Each peer has its own persistent peer key, generated randomly.
The directory of peers consists of a list of (key, IP, port, weight) tuples, where weight is the bandwidth that the peer is willing to serve in KB/s, expressed as an integer.
The directory server will serve the directory via HTTP from a well-known URL in gzip compressed whitespace-separated text.
Peers
Discovering other peers
- Request the directory listing from the server, passing the peer's directory tuple.
- Normalize the weights of each peer.
- Create an empty balanced binary tree.
- For every other peer listed:
- Set the peer's timeout value to v.
- Add the peer to the tree using its key.
- Calculate r = normalized weight x 64.
- For i in range(1, r):
- Calculate a subsidiary key by concatenating the peer key with the binary value of i, and take the SHA-1 sum of the result.
- Insert the peer into the tree using the subsidiary key.
Maintaining the local directory
- After d minutes have passed, request a new directory listing with an If-Modified-Since header.
- If the server responds with a 304, wait another d minutes and check again.
- Otherwise:
- For every peer in the binary tree not in the new listing, remove it.
- For every peer in the directory listing not in the binary tree, add it.

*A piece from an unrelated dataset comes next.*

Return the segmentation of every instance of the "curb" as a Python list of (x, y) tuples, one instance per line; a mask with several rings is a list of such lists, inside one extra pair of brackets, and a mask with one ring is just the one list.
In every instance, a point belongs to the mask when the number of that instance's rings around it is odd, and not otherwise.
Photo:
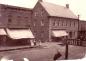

Selecting peers for a given tile
- Concatenate layer + level + row + column and take the SHA-1 sum. This is the tile key.
- If there are fewer than k peers in the directory, select all other known peers.
- Otherwise, until k distinct peers are selected:
- Select the first peer from the binary tree with key greater than or equal to the tile key.
- If there are no matching peers in the tree, select the first peer in tree.
- Set the tile key to the key of the peer just selected.
Issuing requests
Seeding a tile
- Fetch the tile from the data source (or render the tile or whatever).
- Select k peers for the tile.
- If the storing peer is selected, discard it.
- Send a PUT message to each peer asynchronously.
Fetching a tile
- Select k peers for the tile.
- Send a GET message for the given tile to each of the selected peers asynchronously.
- Decrement the timeout value for each selected peer.
- If a peer's timeout value drops to zero, remove that peer from the binary tree.
- If no peer responds within t seconds, seed the tile in the network.
Expiring a tile
- A DELETE request can cover a rectangular range of tiles at a given level for a given layer.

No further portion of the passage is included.